More than 70 other municipalities have since followed suit, and more than 1,500 couples have registered.
A stepping stone for change
Nearly 30 countries and territories have recognized same-sex unions across the world, according to the International Lesbian, Gay, Bisexual, Trans and Intersex Association. Taiwan joined the list two years ago and remains the only place in the region in which same-sex couples can marry.
Tanamura Masayuki, a professor at Waseda University's Faculty of Law and an expert on issues involving sexual minorities, called the declaration of unconstitutionality “epoch-making.”
“The key question was to what extent the judges would take changes in public opinion and social conditions into consideration," he said.

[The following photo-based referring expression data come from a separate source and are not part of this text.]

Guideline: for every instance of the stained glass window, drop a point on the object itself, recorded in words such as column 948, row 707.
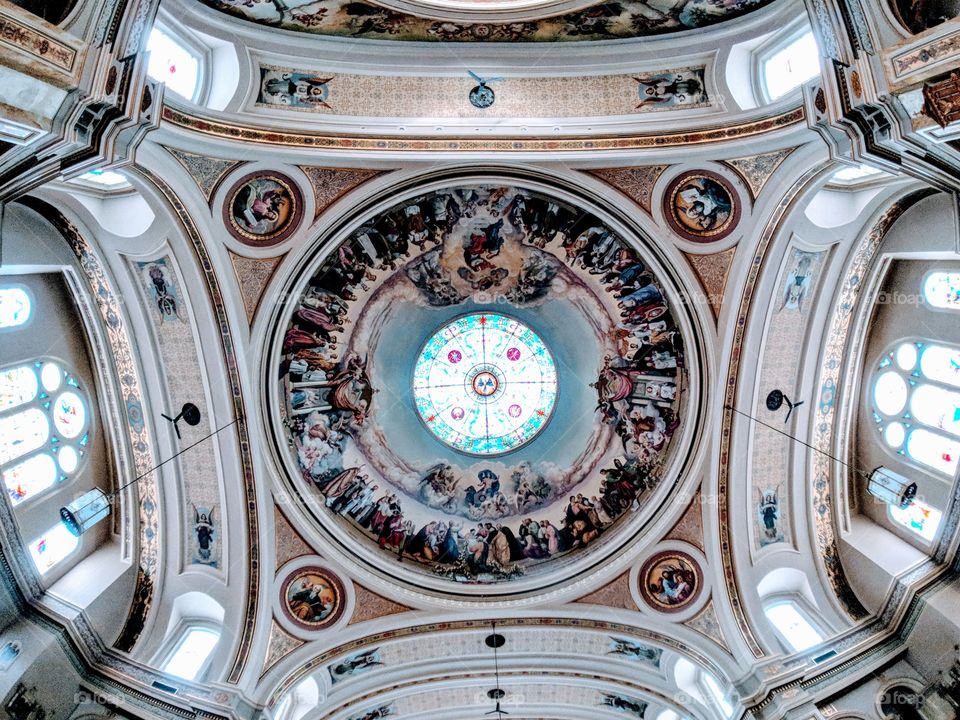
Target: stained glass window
column 485, row 384
column 942, row 290
column 52, row 547
column 919, row 518
column 797, row 631
column 15, row 307
column 917, row 406
column 43, row 428
column 191, row 653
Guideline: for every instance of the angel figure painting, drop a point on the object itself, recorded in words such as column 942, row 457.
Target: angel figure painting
column 669, row 581
column 262, row 209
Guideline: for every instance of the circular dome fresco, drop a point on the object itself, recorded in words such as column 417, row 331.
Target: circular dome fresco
column 482, row 385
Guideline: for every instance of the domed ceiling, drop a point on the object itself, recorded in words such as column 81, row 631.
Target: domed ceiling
column 480, row 384
column 493, row 20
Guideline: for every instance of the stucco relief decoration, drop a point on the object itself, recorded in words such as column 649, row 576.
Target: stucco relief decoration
column 701, row 206
column 601, row 21
column 425, row 359
column 263, row 209
column 312, row 598
column 670, row 581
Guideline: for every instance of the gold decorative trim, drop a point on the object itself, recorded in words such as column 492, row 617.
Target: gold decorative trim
column 355, row 144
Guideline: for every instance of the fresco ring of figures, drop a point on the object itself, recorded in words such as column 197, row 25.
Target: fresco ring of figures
column 390, row 492
column 701, row 206
column 262, row 209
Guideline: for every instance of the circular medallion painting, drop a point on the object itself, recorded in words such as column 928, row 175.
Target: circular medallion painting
column 478, row 384
column 263, row 209
column 485, row 384
column 701, row 206
column 312, row 598
column 670, row 581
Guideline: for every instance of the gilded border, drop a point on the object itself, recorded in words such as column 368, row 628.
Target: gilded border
column 659, row 139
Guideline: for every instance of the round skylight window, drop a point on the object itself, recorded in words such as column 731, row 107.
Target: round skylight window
column 485, row 384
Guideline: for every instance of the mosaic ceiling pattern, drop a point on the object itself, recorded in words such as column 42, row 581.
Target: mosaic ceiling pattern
column 603, row 21
column 347, row 375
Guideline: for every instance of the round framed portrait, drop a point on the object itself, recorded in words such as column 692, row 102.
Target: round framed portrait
column 312, row 597
column 263, row 209
column 701, row 206
column 670, row 581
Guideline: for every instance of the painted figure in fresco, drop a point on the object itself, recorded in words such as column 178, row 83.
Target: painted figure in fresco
column 205, row 532
column 355, row 664
column 311, row 599
column 627, row 705
column 675, row 584
column 798, row 282
column 294, row 89
column 680, row 89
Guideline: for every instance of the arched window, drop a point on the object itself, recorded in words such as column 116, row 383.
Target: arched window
column 15, row 307
column 44, row 428
column 942, row 290
column 192, row 653
column 52, row 547
column 793, row 627
column 174, row 63
column 788, row 64
column 916, row 404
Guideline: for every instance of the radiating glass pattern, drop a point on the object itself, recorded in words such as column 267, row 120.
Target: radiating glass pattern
column 43, row 433
column 485, row 384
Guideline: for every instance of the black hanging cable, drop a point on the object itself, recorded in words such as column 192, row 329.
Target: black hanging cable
column 159, row 465
column 853, row 468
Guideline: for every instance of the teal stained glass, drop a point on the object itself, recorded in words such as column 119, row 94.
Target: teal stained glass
column 485, row 384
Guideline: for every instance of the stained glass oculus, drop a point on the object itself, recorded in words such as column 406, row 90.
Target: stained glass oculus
column 485, row 384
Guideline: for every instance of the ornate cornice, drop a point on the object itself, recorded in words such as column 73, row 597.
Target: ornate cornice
column 354, row 144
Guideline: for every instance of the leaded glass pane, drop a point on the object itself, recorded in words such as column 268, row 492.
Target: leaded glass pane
column 17, row 386
column 14, row 307
column 485, row 384
column 29, row 478
column 21, row 433
column 942, row 290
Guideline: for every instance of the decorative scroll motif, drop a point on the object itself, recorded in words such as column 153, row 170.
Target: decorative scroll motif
column 280, row 644
column 39, row 44
column 263, row 209
column 370, row 606
column 712, row 272
column 128, row 376
column 163, row 304
column 615, row 593
column 707, row 623
column 330, row 184
column 636, row 183
column 935, row 51
column 701, row 206
column 207, row 172
column 253, row 276
column 942, row 99
column 602, row 21
column 757, row 169
column 670, row 581
column 243, row 440
column 682, row 88
column 821, row 474
column 658, row 139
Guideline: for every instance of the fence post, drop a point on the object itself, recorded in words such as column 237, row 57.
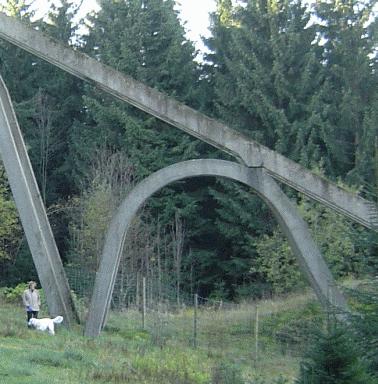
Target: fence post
column 195, row 320
column 256, row 335
column 144, row 303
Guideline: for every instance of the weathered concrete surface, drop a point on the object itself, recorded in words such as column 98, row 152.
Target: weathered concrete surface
column 32, row 212
column 306, row 251
column 196, row 124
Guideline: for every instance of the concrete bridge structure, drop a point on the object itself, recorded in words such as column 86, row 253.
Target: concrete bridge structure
column 252, row 156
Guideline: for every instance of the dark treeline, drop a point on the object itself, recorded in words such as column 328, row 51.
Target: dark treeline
column 302, row 81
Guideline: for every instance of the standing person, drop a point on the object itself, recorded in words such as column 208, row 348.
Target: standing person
column 31, row 300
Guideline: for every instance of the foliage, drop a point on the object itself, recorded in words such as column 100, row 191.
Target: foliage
column 364, row 300
column 334, row 359
column 10, row 228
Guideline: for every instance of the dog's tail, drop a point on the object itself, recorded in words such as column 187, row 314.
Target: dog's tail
column 58, row 320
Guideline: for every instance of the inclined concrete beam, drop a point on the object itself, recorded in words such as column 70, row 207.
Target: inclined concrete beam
column 32, row 213
column 194, row 123
column 307, row 253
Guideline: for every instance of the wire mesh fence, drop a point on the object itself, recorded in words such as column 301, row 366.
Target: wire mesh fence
column 243, row 332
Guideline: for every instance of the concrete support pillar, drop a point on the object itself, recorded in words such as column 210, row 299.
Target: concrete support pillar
column 306, row 251
column 32, row 213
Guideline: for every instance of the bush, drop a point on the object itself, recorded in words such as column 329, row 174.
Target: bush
column 334, row 358
column 226, row 373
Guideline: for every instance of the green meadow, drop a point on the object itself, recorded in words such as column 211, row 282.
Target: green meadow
column 124, row 353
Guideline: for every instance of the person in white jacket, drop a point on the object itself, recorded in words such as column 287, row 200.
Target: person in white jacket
column 31, row 300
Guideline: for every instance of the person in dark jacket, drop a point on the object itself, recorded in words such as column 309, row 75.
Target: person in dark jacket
column 31, row 300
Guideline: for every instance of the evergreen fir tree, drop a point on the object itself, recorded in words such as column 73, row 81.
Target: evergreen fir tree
column 334, row 359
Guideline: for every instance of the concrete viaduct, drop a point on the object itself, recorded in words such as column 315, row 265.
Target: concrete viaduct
column 255, row 160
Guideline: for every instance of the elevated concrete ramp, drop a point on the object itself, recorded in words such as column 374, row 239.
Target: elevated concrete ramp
column 308, row 255
column 32, row 213
column 196, row 124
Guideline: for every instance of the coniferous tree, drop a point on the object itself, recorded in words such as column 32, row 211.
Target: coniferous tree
column 334, row 358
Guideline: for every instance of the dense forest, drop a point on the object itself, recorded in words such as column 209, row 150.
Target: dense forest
column 299, row 79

The ruling itself will not change the law. Same-sex marriages will be recognized in Japan only if parliament passes new legislation, and key members of the ruling Liberal Democratic Party have already suggested they won’t back such a change any time soon.

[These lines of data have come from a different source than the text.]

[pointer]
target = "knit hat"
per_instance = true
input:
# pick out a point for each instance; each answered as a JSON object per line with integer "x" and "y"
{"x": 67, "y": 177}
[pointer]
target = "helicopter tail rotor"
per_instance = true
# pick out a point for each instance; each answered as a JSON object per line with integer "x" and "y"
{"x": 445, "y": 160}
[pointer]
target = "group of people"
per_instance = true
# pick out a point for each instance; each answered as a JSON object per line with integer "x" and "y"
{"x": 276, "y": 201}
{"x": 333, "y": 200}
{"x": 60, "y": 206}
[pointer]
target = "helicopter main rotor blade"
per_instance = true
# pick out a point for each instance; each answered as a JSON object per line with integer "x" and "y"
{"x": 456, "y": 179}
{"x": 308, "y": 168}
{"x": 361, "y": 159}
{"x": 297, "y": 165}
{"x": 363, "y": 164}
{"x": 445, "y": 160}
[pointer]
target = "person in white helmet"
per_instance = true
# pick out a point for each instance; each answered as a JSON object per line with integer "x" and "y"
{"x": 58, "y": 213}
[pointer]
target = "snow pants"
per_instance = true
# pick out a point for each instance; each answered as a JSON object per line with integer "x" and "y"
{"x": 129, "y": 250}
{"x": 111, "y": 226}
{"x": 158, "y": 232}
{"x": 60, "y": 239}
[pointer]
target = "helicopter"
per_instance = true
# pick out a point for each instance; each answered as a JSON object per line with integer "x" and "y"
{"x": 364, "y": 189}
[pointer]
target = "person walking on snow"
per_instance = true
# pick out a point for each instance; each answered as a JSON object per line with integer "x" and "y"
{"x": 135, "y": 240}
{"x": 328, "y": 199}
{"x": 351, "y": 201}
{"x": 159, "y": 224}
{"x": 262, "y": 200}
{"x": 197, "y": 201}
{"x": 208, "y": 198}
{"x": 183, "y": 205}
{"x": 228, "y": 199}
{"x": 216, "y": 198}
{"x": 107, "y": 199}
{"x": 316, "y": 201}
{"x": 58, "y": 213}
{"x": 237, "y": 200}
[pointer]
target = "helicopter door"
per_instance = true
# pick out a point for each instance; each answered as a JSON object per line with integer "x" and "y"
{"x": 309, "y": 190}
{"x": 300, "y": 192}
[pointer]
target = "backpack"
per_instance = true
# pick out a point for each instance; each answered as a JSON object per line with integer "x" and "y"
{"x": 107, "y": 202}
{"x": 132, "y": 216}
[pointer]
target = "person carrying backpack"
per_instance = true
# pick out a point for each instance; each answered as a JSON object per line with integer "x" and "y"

Japan's Chief Cabinet Secretary Kato Katsunobu said the government doesn't believe that the Civil Code’s marriage provision violates the Constitution. He added that he acknowledges the court didn’t accept this view, but declared the overall ruling a victory for the government.
Meanwhile, the head of the LDP’s Policy Research Council, Shimomura Hakubun, said allowing same-sex marriage so soon, without the community’s understanding, could lead to “social confusion.”
But Tanamura believes the Sapporo verdict could be just the boost the marriage equality movement needs: “The ruling won't immediately create legislation to guarantee rights for same-sex couples, but it will help advance discussions in the Diet.”